MLA for Shelburne
- In office 1928–1941
- Preceded by: Ernest Reginald Nickerson Norman Emmons Smith
- Succeeded by: Wilfred Dauphinee

Personal details
- Born: March 27, 1870 Lockeport, Nova Scotia
- Died: December 16, 1942 (aged 72) Lockeport, Nova Scotia
- Party: Nova Scotia Liberal Party
- Occupation: wholesale fish merchant

= Henry R. L. Bill =

Canadian politician

Henry Ryder Locke Bill (March 27, 1870 – December 16, 1942) was a Canadian politician. He represented the electoral district of Shelburne in the Nova Scotia House of Assembly from 1928 to 1941. He was a member of the Nova Scotia Liberal Party.

Born in 1870 at Lockeport, Nova Scotia, Bill was a wholesale fish merchant by career.

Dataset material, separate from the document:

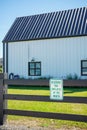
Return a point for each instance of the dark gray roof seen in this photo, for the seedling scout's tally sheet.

He married Ida L. Silver in 1895. Bill served as mayor of Lockeport from 1905 to 1912 and 1919–1924. Bill also served as a member of the Royal Fisheries Commission from 1927 to 1928.

Bill entered provincial politics in 1928, when he was elected in the dual-member Shelburne riding with Liberal Wishart McLea Robertson. He was re-elected in the now single-member Shelburne riding in the 1933 election. In the 1937 election, Bill was re-elected, defeating former Conservative MLA Norman Emmons Smith by 926 votes. He did not reoffer in the 1941 election. Bill died on December 16, 1942, at Lockeport.